Buradan ne çıkıyor aslında? Din
insanı cennete hazırlamak içindir. Ağaçların bile cennette ideal güzellikle
arzı endam ettiklerinden yola çıkarak biz insanlar ne anlamamız lazım? Ey insan
senin de dikenin var, senin de öyle yemişlerin var ki pelitten beter, beş para
etmez. Boğaza duruyorsun. Senin de öyle eylemlerin oluyor ki, şu yer yüzünde
yılanlardan daha zehirli olabiliyorsun ey insan. O zaman sen de buradan yola
çıkarak Allah seni cennete koysun istiyorsan bunun bir bedeli olmalı, bir
terbiye süreci. Yani cennete kirli halinle giremezsin. Cennete bu halinle
giremezsin.
Peki ne halimle girerim? İdeal
halinle, pırıl pırıl halinle. İşte din de seni pırıl pırıl etmek için
gönderildi. İşte vahyin amacı da seni pırıl pırıl etmek. İşte peygamberler de
bunun için geldi. Burada zımnen aslında söylenen budur başka bir şey değil.
30-) Ve zıllin memdud;
Yayılmış
(sonsuz)
gölgede, (A. Hulusi)
30 - Memdud
bir saye. (Elmalı)
Ve zıllin memdud ve uzayıp giden
serin gölgeler.
31-) Ve mâin meskûb;
Çağlayarak
dökülüp akan bir suda, (A. Hulusi)
31 - Çağlayan
bir su. (Elmalı)
Ve mâin meskûb ve çağlayanlar. Öyle
ki Ve mâin meskûb bitimsiz, pırıl
pırıl, billur gibi. Sanki elmas akıyor gibi çağlayanlar.

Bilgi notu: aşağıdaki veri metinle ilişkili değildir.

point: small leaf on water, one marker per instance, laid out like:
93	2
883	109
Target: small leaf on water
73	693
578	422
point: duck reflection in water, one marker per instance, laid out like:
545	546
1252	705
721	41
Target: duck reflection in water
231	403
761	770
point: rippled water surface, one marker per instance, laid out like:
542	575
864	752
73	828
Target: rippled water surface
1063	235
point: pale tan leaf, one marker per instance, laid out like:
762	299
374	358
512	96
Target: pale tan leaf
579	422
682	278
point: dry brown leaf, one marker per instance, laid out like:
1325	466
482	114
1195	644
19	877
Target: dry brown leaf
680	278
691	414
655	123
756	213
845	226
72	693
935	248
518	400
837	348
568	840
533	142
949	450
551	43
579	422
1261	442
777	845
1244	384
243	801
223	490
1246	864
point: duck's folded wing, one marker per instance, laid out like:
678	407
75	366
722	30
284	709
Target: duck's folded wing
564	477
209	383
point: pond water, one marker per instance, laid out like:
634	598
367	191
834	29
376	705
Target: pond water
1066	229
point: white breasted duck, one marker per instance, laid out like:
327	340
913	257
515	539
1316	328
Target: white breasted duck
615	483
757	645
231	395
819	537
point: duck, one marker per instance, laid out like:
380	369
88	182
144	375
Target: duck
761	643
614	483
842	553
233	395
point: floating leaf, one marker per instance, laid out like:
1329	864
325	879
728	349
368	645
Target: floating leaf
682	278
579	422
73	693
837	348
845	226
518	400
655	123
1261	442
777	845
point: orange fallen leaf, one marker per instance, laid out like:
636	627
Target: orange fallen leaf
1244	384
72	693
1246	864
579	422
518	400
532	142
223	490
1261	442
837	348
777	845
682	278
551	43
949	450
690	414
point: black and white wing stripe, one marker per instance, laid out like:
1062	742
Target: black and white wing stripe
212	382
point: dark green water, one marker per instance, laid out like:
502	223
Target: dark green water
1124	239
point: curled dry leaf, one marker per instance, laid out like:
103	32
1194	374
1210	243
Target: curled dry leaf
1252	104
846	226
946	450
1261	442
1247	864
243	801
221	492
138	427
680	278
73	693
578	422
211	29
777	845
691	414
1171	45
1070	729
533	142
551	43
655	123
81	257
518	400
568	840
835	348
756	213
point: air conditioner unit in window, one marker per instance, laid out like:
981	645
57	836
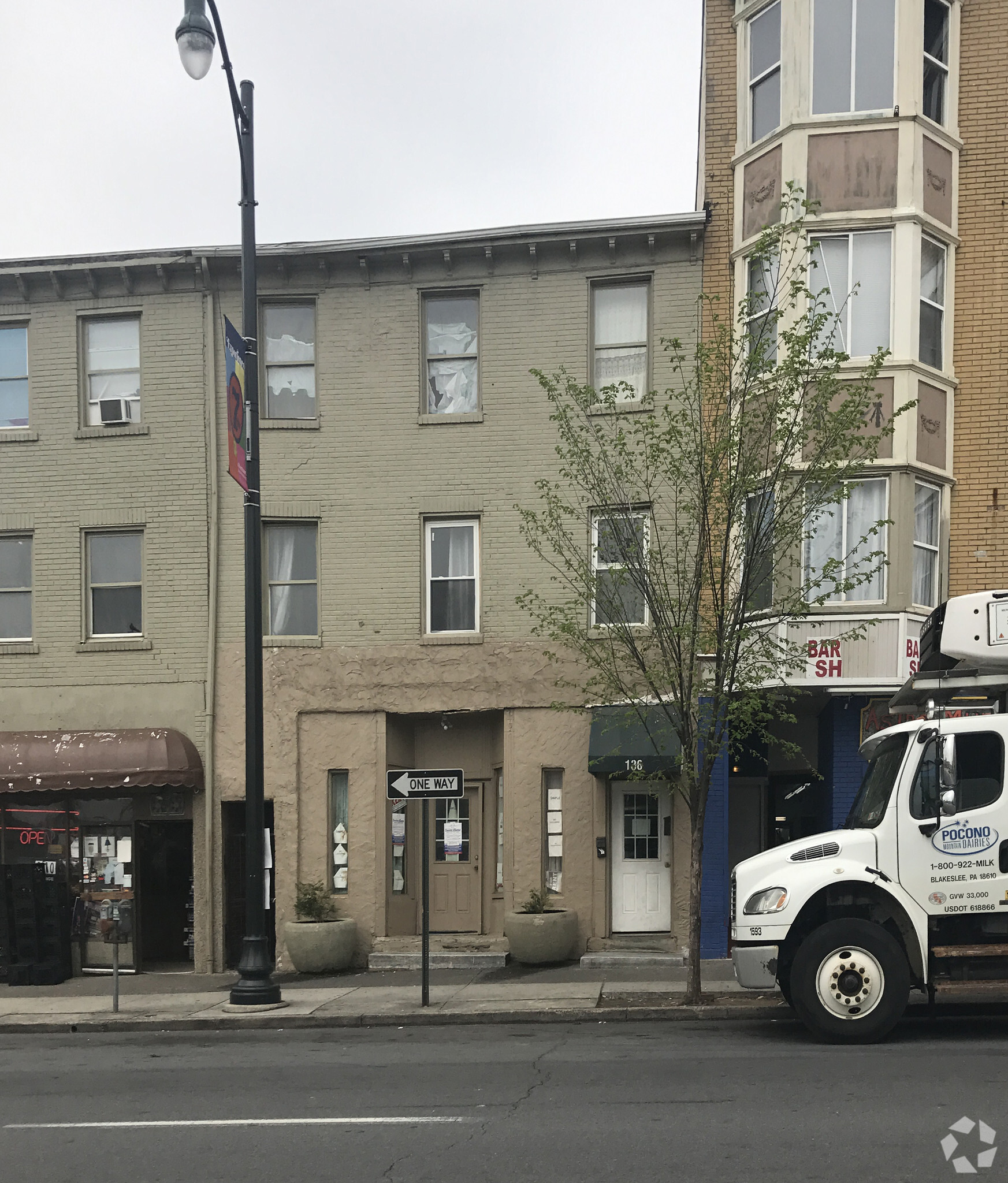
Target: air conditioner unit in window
116	411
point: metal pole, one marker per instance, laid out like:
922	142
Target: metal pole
425	940
116	969
255	986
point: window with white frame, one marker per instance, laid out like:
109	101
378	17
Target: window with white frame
13	377
289	330
853	56
936	58
620	337
452	563
765	71
553	803
758	557
451	347
16	587
932	302
846	544
619	555
927	521
761	325
115	583
291	562
111	362
852	278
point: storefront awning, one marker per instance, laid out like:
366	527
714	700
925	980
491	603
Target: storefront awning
132	758
627	740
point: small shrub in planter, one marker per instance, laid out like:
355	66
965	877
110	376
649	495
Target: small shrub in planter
538	933
318	941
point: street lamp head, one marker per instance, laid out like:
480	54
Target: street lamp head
195	39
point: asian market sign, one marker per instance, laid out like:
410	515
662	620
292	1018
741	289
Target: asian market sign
235	372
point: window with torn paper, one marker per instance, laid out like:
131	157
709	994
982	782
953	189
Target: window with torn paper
451	336
339	824
289	330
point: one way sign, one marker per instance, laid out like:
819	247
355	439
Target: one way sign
425	782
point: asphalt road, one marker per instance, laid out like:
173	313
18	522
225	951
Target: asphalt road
617	1102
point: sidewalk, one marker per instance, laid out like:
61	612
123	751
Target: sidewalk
556	994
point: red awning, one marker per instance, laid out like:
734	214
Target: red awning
132	758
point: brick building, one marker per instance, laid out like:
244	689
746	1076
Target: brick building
889	113
400	427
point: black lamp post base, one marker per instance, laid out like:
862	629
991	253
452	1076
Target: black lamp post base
255	987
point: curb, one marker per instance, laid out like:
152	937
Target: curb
277	1021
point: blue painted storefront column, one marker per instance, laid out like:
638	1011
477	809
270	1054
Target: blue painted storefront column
839	761
715	886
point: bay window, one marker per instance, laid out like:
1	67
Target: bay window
842	537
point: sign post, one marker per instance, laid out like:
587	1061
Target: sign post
423	784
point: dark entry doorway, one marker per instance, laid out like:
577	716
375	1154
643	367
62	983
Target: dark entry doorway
165	894
232	816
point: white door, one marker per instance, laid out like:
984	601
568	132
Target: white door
642	857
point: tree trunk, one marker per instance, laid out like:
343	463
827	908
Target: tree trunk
696	879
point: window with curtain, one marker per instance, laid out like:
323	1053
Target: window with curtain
619	333
852	277
111	359
451	341
932	302
115	583
765	71
13	377
760	549
291	561
16	587
853	56
761	323
936	58
289	358
927	520
619	555
452	576
842	535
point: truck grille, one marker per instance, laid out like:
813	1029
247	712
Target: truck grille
823	851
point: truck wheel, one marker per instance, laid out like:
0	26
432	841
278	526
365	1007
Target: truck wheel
850	982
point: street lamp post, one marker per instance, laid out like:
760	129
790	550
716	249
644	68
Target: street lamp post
255	986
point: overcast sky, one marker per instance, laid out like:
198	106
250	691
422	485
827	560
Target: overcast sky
385	117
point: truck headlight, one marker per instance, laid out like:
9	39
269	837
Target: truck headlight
773	899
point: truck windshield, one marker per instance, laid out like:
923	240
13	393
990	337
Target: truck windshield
869	808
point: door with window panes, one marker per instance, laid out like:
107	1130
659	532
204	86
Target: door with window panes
642	844
951	866
456	898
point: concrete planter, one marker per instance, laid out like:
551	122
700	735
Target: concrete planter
537	939
321	948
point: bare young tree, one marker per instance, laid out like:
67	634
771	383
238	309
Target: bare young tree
684	531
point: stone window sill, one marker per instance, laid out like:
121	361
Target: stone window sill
115	645
471	416
452	639
96	433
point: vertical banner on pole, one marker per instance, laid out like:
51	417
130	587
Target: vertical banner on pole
235	373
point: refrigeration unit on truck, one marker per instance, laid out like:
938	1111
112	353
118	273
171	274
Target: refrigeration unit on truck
913	892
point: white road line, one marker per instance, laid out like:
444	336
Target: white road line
236	1121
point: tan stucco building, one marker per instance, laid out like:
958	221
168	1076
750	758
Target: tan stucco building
400	429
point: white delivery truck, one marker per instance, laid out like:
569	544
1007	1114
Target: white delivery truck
913	892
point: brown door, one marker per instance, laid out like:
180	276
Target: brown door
456	903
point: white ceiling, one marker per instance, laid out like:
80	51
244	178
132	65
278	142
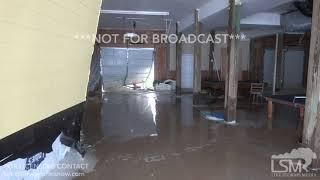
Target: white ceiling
213	13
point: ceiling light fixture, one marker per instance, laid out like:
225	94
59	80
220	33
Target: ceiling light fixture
147	13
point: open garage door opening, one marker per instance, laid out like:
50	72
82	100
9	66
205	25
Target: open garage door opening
127	67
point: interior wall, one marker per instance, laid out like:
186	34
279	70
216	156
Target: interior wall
220	55
44	67
161	68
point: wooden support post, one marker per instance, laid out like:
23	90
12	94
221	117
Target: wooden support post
274	83
232	65
270	113
196	61
280	64
311	134
178	62
212	65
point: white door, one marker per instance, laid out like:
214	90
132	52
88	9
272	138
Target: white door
293	69
187	71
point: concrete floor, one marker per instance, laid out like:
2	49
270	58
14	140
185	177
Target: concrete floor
143	135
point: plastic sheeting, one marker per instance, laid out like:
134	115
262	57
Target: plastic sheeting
35	167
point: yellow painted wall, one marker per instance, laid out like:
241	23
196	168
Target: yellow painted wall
44	67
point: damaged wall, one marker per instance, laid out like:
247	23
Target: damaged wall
44	67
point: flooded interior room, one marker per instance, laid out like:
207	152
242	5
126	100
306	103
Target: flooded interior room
160	90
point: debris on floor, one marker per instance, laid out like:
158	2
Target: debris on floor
167	85
213	116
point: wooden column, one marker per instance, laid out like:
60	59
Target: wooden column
232	64
178	62
212	71
196	61
280	67
274	82
311	134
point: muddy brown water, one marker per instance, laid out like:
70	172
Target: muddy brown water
144	135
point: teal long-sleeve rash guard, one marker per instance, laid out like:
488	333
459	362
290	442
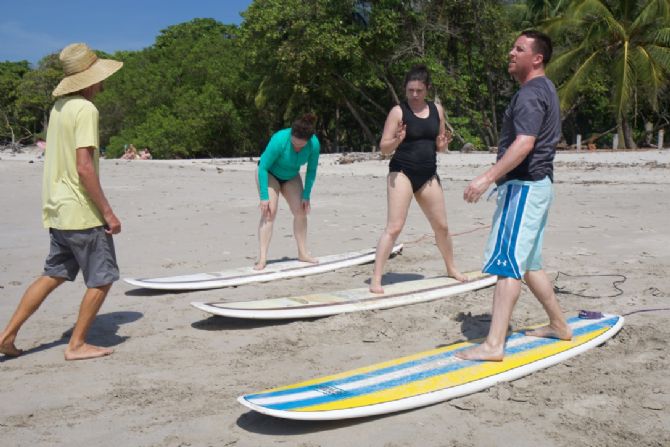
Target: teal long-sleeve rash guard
282	161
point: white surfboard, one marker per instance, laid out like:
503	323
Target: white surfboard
426	378
247	275
323	304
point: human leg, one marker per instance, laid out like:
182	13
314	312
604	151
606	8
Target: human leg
505	297
431	200
399	196
77	348
539	284
292	191
32	298
267	221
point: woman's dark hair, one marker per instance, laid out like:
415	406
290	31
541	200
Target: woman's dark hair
303	127
418	73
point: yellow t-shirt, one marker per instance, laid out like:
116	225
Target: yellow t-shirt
73	123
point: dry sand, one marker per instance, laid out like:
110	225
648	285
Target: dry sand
176	372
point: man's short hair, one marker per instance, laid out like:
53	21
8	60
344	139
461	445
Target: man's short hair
541	44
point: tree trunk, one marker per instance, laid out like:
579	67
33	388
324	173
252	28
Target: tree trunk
366	130
627	133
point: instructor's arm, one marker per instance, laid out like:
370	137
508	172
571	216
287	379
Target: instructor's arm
514	155
89	179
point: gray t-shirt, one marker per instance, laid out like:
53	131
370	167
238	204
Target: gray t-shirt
534	110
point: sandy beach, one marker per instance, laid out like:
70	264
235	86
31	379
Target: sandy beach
176	371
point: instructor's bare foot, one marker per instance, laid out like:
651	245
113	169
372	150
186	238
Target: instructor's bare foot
482	352
260	265
307	258
457	275
86	351
10	350
376	288
562	333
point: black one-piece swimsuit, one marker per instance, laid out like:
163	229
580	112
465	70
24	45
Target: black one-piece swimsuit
416	155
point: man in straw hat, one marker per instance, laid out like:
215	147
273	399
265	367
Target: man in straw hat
74	208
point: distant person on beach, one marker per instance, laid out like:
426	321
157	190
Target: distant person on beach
145	154
523	173
415	130
130	153
74	207
279	172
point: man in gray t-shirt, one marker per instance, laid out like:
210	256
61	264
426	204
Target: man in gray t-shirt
534	110
524	174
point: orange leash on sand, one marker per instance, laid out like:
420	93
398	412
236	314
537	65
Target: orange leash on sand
425	236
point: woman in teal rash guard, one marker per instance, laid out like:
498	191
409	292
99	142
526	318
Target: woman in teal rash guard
279	172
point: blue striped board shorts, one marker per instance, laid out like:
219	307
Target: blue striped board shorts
515	242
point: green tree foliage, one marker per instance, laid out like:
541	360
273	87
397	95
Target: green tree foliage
206	89
626	41
11	74
182	97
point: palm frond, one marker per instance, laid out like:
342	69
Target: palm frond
563	64
597	11
648	75
651	13
623	81
660	55
568	91
662	36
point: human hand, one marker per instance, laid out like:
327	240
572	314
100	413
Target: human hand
401	132
113	224
265	208
442	141
477	188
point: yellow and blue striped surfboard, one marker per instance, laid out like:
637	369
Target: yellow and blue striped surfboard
425	378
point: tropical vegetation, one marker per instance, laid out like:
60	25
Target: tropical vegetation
207	89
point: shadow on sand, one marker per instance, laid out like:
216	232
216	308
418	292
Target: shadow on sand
103	332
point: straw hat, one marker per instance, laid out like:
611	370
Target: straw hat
83	68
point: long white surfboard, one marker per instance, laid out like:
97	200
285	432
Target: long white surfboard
425	378
247	275
353	300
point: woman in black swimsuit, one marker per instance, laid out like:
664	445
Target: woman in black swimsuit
415	131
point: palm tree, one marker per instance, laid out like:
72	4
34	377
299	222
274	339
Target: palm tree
631	38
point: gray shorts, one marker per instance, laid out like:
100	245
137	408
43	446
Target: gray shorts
91	250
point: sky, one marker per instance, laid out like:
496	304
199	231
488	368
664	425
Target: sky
32	29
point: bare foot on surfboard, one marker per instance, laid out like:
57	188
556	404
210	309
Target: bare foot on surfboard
457	275
260	265
377	288
86	351
549	331
308	258
482	352
10	350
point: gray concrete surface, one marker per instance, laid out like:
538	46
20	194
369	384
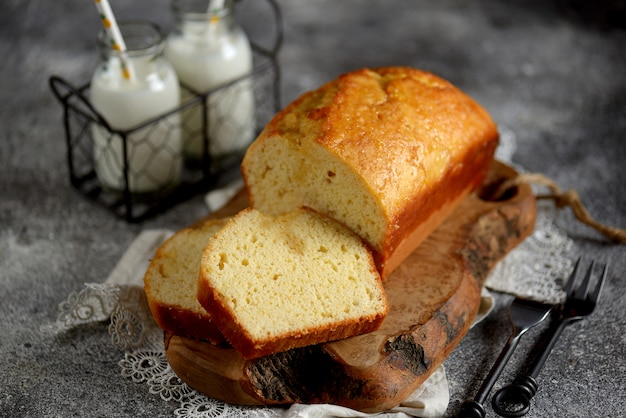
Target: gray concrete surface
555	78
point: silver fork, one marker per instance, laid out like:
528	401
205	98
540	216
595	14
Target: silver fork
514	400
523	315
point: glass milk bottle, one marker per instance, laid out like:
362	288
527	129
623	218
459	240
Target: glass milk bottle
154	152
208	49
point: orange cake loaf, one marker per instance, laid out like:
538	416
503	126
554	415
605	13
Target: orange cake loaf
388	152
171	283
272	284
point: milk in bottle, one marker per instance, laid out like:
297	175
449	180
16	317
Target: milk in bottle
208	50
150	157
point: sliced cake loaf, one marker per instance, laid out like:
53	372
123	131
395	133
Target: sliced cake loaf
388	152
275	283
171	283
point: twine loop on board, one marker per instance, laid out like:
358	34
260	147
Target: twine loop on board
562	199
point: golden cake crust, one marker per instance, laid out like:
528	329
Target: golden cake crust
414	142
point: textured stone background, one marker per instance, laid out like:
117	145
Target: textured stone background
553	77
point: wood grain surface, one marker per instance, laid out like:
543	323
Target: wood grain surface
433	295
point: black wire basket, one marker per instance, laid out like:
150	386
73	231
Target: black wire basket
199	175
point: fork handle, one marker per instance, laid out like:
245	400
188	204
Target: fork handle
514	400
474	408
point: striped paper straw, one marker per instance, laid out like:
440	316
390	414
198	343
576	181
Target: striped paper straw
215	6
115	36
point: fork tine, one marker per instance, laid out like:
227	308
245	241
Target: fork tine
596	292
572	277
581	292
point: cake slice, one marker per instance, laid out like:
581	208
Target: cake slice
275	283
171	283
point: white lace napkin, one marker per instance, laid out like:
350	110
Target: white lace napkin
536	269
122	301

32-) Ve fâkihetin kesiyretin;
Pek çok
meyve (türü) içinde, (A. Hulusi)
32 - Bir
çok meyve. (Elmalı)
Ve fâkihetin kesiyre bir de bol bol,
arkası kesilmeyen meyveler.
33-) Lâ maktu'atin ve lâ memnu'atin;
(Ki o meyveler) ne tükenir
ve ne de yasaklanır! (A. Hulusi)
33 - Ne
eksilir, ne men edilir. (Elmalı)
Lâ maktu'atin ve lâ memnu'a ne bir
kesintiye uğrar, ne de yasaklanır. Yasaklanmak, yani orada hiçbir nimet fazla
yersen zarar verir denilmeyecek. Dünya da öyle. En güzel şeyler dahi dozu
aşıldığı zaman zarar verir. Biliyor musunuz bal şifa kaynağıdır, fakat dozu
aşıldığı zaman zehir olur. Bal vurması denir. Yani baldan insan ölür mü? Eğer
dozu aşılırsa evet, ölür, vurur. Yani en güzel şeyler bile dozu aşıldığı zaman
ölüm oluyor. Ama orada öyle değil, orada bir yasak noktası da yok, bunu
gösteriyor aslında. Yer yüzünde ki güzelliklerin bile bir tehlikesi olduğu,
dozu aşıldığında onun yarar yerine zarar vereceğine bir imayı da görüyoruz
burada.
34-) Ve furuşin merfu'ah;
Yüceltilmiş
sedirler içinde(dirler). (A. Hulusi)
34 - Yüksek
döşekler. (Elmalı)
Ve furuşin merfu'ah ve yüksek
döşekler, veya karakterleri ve kaliteleri yükseltilmiş eşler. Mecazen bu anlama
da gelebilir döşek.
35-) İnna enşe'nahünne inşâen;
Muhakkak
ki biz onları (şuurun eşi olan bedenleri yeni) bir inşa edişle inşa ettik. (A. Hulusi)
35 - Biz
etmişizdir de onları. (Elmalı)
İnna enşe'nahünne inşâen çünkü biz
onları yepyeni bir yaratılışla inşa ettik, edeceğiz. Yani ettik sayıp,
gelecekte olacakları şimdiden ifade eden ayetler. Kiplemede de mazî kullanılıyor ki, kesin olmuş bilin dercesine
inşa edeceğiz. Yeniden çatacağız çatılarını, yeniden yaratacağız insanı. Pırıl
pırıl, yani nasıl olacak; Hani efendimiz bir yaşlı hanıma şaka, latife yapıyor.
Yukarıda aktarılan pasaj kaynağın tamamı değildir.